Il cellulare vibra sul tavolo, goffo accanto alla colazione, il suo
movimento entra in sincronia con la tazza del cappuccino, è un vibrare unico,
corale, su tonalità diverse, sussulta anche il cucchiaino, sussulta anche la
sua mano.
Ciao.
Come te la passi?
Mi gratto.
Senti, hai sentito di quelli beccati mentre cercavano di lasciare il
paese per andare a trovare i parenti?
Bestie.
Spero che li facciano cagare soldi.
Mah, non gli fanno proprio niente, credimi.

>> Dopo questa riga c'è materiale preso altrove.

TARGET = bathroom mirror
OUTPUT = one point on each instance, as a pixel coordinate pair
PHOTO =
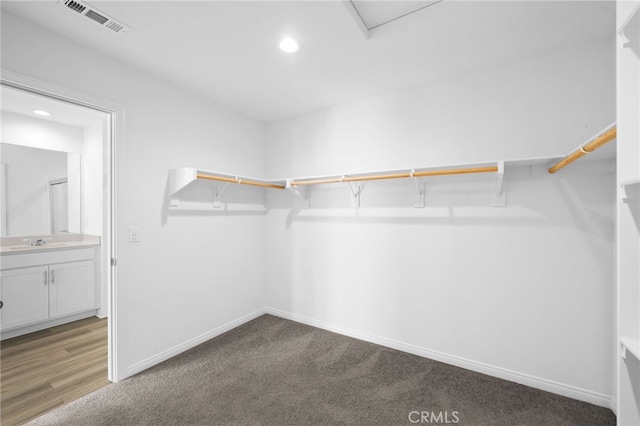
(40, 191)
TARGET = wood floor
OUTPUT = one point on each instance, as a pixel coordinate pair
(46, 369)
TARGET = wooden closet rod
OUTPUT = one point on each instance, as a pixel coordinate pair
(397, 175)
(239, 181)
(585, 149)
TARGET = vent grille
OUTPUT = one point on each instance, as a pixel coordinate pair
(96, 15)
(74, 5)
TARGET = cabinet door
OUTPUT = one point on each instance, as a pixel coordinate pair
(25, 296)
(71, 288)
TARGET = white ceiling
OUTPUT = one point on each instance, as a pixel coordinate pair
(227, 50)
(376, 13)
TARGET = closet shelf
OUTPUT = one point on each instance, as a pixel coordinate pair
(630, 346)
(183, 177)
(630, 29)
(605, 136)
(629, 187)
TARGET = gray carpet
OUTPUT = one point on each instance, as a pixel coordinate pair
(272, 371)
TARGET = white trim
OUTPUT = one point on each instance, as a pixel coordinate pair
(490, 370)
(191, 343)
(46, 324)
(116, 158)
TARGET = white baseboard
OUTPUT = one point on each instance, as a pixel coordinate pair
(46, 324)
(176, 350)
(568, 391)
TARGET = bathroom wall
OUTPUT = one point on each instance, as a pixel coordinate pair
(191, 274)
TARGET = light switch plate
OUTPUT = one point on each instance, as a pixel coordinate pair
(134, 234)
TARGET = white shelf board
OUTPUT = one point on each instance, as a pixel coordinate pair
(631, 346)
(631, 21)
(630, 181)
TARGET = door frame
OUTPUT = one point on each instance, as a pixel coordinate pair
(114, 165)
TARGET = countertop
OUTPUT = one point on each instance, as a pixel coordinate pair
(15, 245)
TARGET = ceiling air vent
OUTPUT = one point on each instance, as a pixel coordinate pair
(96, 15)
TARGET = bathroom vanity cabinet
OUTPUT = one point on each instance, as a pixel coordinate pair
(47, 287)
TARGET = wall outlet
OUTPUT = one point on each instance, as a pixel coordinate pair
(134, 234)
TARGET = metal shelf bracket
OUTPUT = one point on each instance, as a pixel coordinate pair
(500, 198)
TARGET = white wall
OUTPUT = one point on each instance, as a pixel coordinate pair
(524, 291)
(496, 286)
(94, 184)
(628, 213)
(37, 133)
(190, 273)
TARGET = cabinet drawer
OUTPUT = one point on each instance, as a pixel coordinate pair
(23, 260)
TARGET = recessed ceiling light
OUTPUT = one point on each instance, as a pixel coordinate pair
(289, 45)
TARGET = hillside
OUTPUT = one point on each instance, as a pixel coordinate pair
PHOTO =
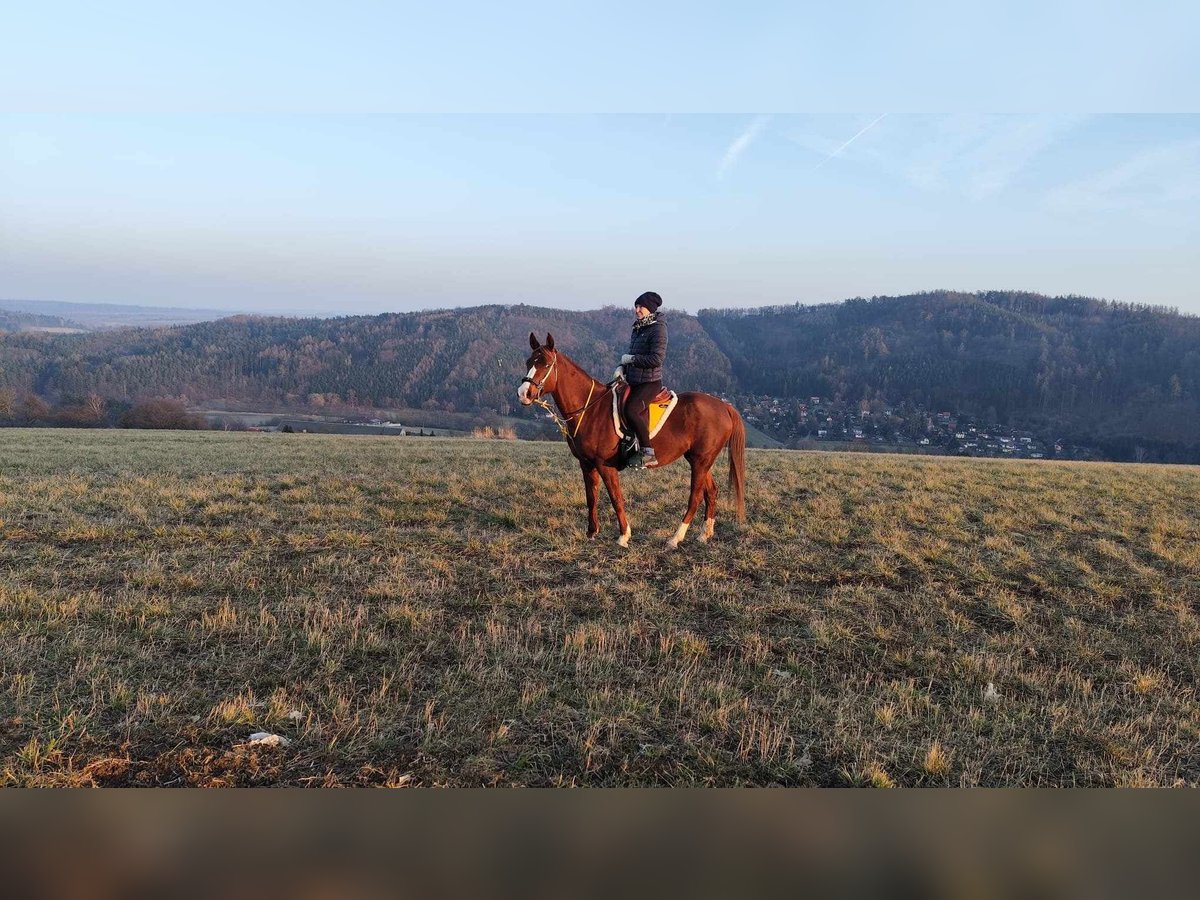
(415, 612)
(106, 316)
(1119, 377)
(1098, 372)
(19, 321)
(461, 360)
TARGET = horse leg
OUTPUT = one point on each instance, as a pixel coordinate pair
(709, 507)
(699, 475)
(612, 481)
(592, 487)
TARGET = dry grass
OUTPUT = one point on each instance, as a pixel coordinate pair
(427, 612)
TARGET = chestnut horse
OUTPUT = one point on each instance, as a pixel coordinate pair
(697, 430)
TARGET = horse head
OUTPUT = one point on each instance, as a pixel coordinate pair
(543, 376)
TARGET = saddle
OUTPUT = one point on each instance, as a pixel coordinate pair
(660, 408)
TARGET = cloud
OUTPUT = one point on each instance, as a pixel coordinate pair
(741, 144)
(1159, 177)
(1009, 150)
(977, 156)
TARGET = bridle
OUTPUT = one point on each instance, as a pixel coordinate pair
(564, 420)
(544, 378)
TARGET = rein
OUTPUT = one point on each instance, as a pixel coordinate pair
(564, 420)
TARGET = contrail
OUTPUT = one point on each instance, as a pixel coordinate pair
(739, 145)
(849, 143)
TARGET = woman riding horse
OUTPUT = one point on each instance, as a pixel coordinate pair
(643, 371)
(697, 430)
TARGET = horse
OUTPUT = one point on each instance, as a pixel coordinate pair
(697, 430)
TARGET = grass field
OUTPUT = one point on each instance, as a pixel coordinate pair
(419, 612)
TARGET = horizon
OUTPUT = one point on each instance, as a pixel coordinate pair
(330, 315)
(327, 215)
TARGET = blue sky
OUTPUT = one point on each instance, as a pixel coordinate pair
(364, 155)
(345, 213)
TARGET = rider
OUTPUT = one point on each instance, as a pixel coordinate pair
(643, 369)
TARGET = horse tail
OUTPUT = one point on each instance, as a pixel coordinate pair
(738, 462)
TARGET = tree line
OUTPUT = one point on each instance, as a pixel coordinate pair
(1095, 371)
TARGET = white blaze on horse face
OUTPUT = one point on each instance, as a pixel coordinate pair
(679, 535)
(523, 390)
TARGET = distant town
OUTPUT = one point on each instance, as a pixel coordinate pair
(821, 423)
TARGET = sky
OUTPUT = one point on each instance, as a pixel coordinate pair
(359, 157)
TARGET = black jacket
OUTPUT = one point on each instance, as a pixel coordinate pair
(648, 347)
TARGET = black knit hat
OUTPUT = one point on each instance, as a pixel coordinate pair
(651, 300)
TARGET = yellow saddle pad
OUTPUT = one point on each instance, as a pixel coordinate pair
(660, 408)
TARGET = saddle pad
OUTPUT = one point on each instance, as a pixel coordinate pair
(659, 412)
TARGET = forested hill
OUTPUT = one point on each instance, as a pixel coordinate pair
(456, 361)
(1072, 367)
(1090, 369)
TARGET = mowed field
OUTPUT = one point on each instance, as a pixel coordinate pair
(429, 612)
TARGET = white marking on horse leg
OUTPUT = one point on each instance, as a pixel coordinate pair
(679, 534)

Tu come te la passi?
Sono già di guardia da un’ora.
Che cazzo, non dorme più nessuno qui.
E tu?
Boh, te l’ho detto, mi gratto.
E dopo?
Dopo, dopo.
Senti, mi sa che oggi lo facciamo.
…
Mi senti?
Ti sento.
Dal palazzo accanto mi hanno mandato un messaggio.
Chi?
Cristiano.
Oh, bene. Dove sono i bastardi?
No, mi scrive che è una donna, solo una donna. Sta passeggiando, noi
siamo chiusi in casa e sta stronza se ne va in giro.
Merdosa, crede di essere in centro?
La fermi?
…
Lo fai? Ci siamo organizzati apposta, dobbiamo dare una lezione a questi
parassiti o non smetteranno mai.
Sì, sì, però poi mi sostenete, voi mi sostenete, vero?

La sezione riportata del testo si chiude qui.